Diabetic Diet Gains From Nutritious Whole Grains

Diabetic Diet Gains From Nutritious Whole Grains
If you have type 2 diabetes or symptoms of diabetes, there's new scientific evidence that a good diabetic diet plan that includes whole grains may be a natural cure for diabetes.

This is breakthrough research for anyone with diabetes symptoms on a diabetic diet.

My mother was a diabetic, so I care. But back when she was diagnosed it was called adult onset diabetes. Do you know why they changed the name to type 2 diabetes?

The sad truth is, since this deadly disease has skyrocketed worldwide and is now showing up in children, it can no longer be called “adult” diabetes. Today 21 million adults and children in the U.S. have type 2 diabetes. And it's soon expected to double.

While people generally don’t die from diabetes (they just go blind or lose their organs or limbs), it often leads to heart disease, which is our number one premature killer.

What Causes Diabetes

Native Americans, who at one time had no diabetes at all, now have the highest incidence of diabetes in the world. What happened to cause this?

Traditionally, they had lived on an all-natural, unrefined diet. Once they were moved to reservations, their only choice was a modern “white man’s diet” of refined foods. Since then, there’s been a huge leap in the incidence of Native American diabetes.

Among the Pima Indians in Southwest Arizona, 40% have type 2 diabetes.

Interestingly enough, they’re eating many of the same foods they were eating on their traditional all-natural diet. Only today, Pima Indians are using refined versions of those foods – refined corn products, refined sugars and refined grains.

And Native Americans aren't the only indigenous people suffering from "modernization" of their diets. Aboriginal Canadians, Torres Straight Islanders and a growing list, who've switched from whole foods to refined foods, are experiencing a surge of type 2 diabetes.

Diabetes Research and Whole Grains

Although we’ve known about the benefits of whole grains for years, a peer review study published in the American Journal of Clinical Nutrition proves that whole grains, such as whole wheat, brown rice, oatmeal and whole rye help protect people from diabetes.

The research team from Simmons College, Harvard Medical School, followed the eating habits of 43,000 men (ages 40 to 75) for 12 years. Although they all started out healthy, 3% developed diabetes in just over a decade. What were they eating?

Those who ate the least amount of whole grains had a 60% higher incidence of type 2 diabetes than the men who ate the highest amount of whole grains.

But there’s even more interesting evidence. And, this is a real shocker.

Obese men who ate the most whole grains and were also physically active developed 52% less diabetes, even though they were way overweight.

Two other studies on women and whole grains confirmed these same Harvard findings: whole grains offer protection against diabetes and possibly other degenerative diseases.

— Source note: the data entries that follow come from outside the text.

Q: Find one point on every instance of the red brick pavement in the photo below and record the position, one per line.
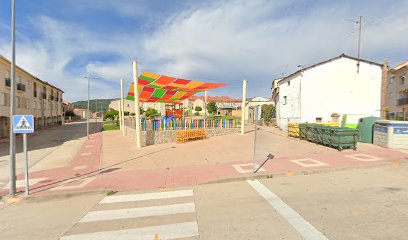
(84, 173)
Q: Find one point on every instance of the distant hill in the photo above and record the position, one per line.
(103, 104)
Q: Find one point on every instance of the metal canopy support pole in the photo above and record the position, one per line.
(12, 102)
(205, 108)
(137, 109)
(96, 105)
(256, 128)
(122, 108)
(87, 113)
(26, 164)
(244, 85)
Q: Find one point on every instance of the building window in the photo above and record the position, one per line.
(35, 89)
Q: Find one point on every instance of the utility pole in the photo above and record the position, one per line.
(12, 101)
(96, 105)
(359, 22)
(244, 87)
(87, 114)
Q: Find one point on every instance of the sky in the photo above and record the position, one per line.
(213, 40)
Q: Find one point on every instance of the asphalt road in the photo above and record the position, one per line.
(48, 149)
(365, 203)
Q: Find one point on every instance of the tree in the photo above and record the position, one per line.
(151, 112)
(212, 108)
(198, 109)
(267, 112)
(111, 114)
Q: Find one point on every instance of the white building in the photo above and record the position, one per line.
(342, 85)
(33, 96)
(250, 108)
(129, 106)
(397, 92)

How the Whole Grain Connection Works

Whole grains are low glycemic index carbohydrates, which help keep blood sugar and insulin balanced and functioning properly. Refined grains are high glycemic carbs that more than double your blood sugar levels, causing an insulin surge.

Eventually your body can no longer handle this blood sugar onslaught. And once diabetes develops, it increases your risk of heart disease, kidney failure and blindness.

The Harvard researchers recommend a low glycemic diet that includes whole grains. “Whole grain products have the potential to substantially reduce the incidence of type 2 diabetes," they said, "And possibly other chronic diseases when sustained over time.”

Makes good sense to me. Whole grains are in their natural, nutritious form, just the way they were meant to be. You know “It’s not nice to try and fool Mother Nature.” And, in her never-to-be-humble way, she doesn’t mind pointing out, “I told you so!”